Казачий эскадрон давно снялся и ушел в краснодарские дали, а у ворот «Дома Ростовых» теперь стоял на часах молодой, мордастый, улыбающийся есаул с шашкой в ножнах и отдавал честь шнырявшим мимо него туда-сюда писателям.
В главном флигеле усадьбы Ростовых в громадном вестибюле, где висели обсиженные мухами портреты проповедников соцреализма и адептов социалистической культуры, теперь работало «Литературное кафе». Чай здесь был из самовара бесплатный, а за пирожные и кофе надо было платить сущие пустяки. Но спиртного не было. И желавшие малость оживить беседу писатели шастали в соседний магазинчик. Но, учитывая писательскую нищету, нетрезвых здесь не наблюдалось.
И однажды в это кафе пришел какой-то невзрачный худощавый бомж с живыми, птичьи быстрыми глазами, с притворной утомленностью Одиссея, в сопровождении чуть поддатого сержантика милиции и прочел замечательные стихи, которые начинались строками:
Ах, Арбат, с тобой я снова, грусть моя, печаль моя,Потерялась здесь подкова, не найти без фонаря…
Звали этого бомжа Талуб, был он немногословен и с какой-то нездоровой пристальностью, едва ли не жадностью вглядывался в лица писателей, как будто хотел кого-то отыскать, но ни «крестоносцы», ни замечательный критик и проповедник новой жизни Гриболюбов ему не были знакомы. И Талуба восхищали их смелые, дерзкие речи, восхищали стихи Купцова, так необычно было слышать от писателей самоё откровенность, а не завуалированную ложь.
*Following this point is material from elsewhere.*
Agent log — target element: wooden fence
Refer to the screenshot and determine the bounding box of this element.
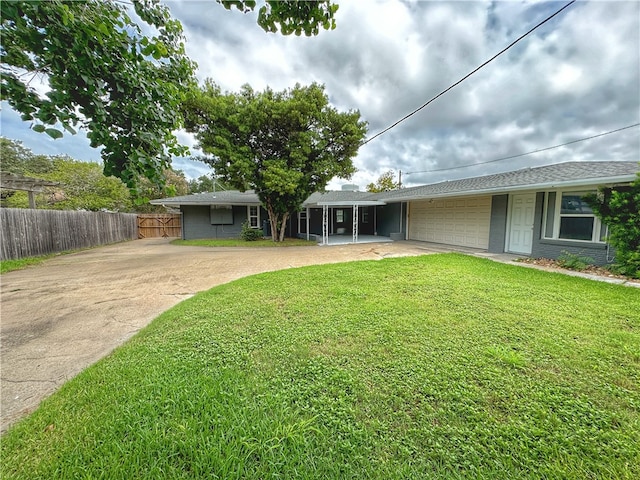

Игорь Рок с Костей Збигневым тоже частенько заходили в это кафе вечером после работы. Писатели — сложный народ. Наши герои побаивались писателей и тех борзописцев, которые выдавали себя за писателей. Они никогда не называли себя писателями и не примкнули ни к стану «крестоносцев», ни к стану закисших псевдославянофилов из стана Ларионова, они не хотели участвовать в политической борьбе, им претило писать о Чубайсе или Волошине, хотя они прекрасно понимали, что у всякого времени есть свои ассенизаторы и кто-то должен расчищать строительную площадку.